Jack Crabtree
JACK CRABTREE (b.1938)
The coalminer’s washroom aka Cleaning the boots and filling the water bottles 1976
oil on board
signed and dated
30 x 39 ins (76.2 x 99 cm)
Exhibited:
Portal Gallery
In 1975, Crabtree was awarded a year-long residency by the National Coal Board to chronicle the life and work of the thriving coalmining community. He captured the miners’ daily lives with realism & humour as well as with documentary accuracy. Sometimes the paintings reflected the stark reality of their job, but he also enjoyed a true rapport with his subjects. The project was such a success that he was invited to the industrial Ruhr region of Germany in 1978 to carry out a similar commission.

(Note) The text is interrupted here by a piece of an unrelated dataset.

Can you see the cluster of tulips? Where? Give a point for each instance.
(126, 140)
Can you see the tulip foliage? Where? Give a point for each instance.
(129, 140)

Born in Rochdale, Crabtree studied at St. Martin’s 1957-1959, and the Royal Academy Schools 1959-1961. He enjoyed a long career as an art teacher, firstly around Greater Manchester, before being appointed tutor at Newport College of Art in 1966. From 1983 to 1986, he was professor of Fine Art at the University of Ulster, Belfast. He started out working in an abstract expressionist mode, but is best-known for his social realist work of the 1970s. He has held solo exhibitions in England, Wales and Northern Ireland, including Kerlin Gallery, Rubicon Gallery, Ulster Museum, and Orchard Gallery, Derry. His work is held in many private and public collections.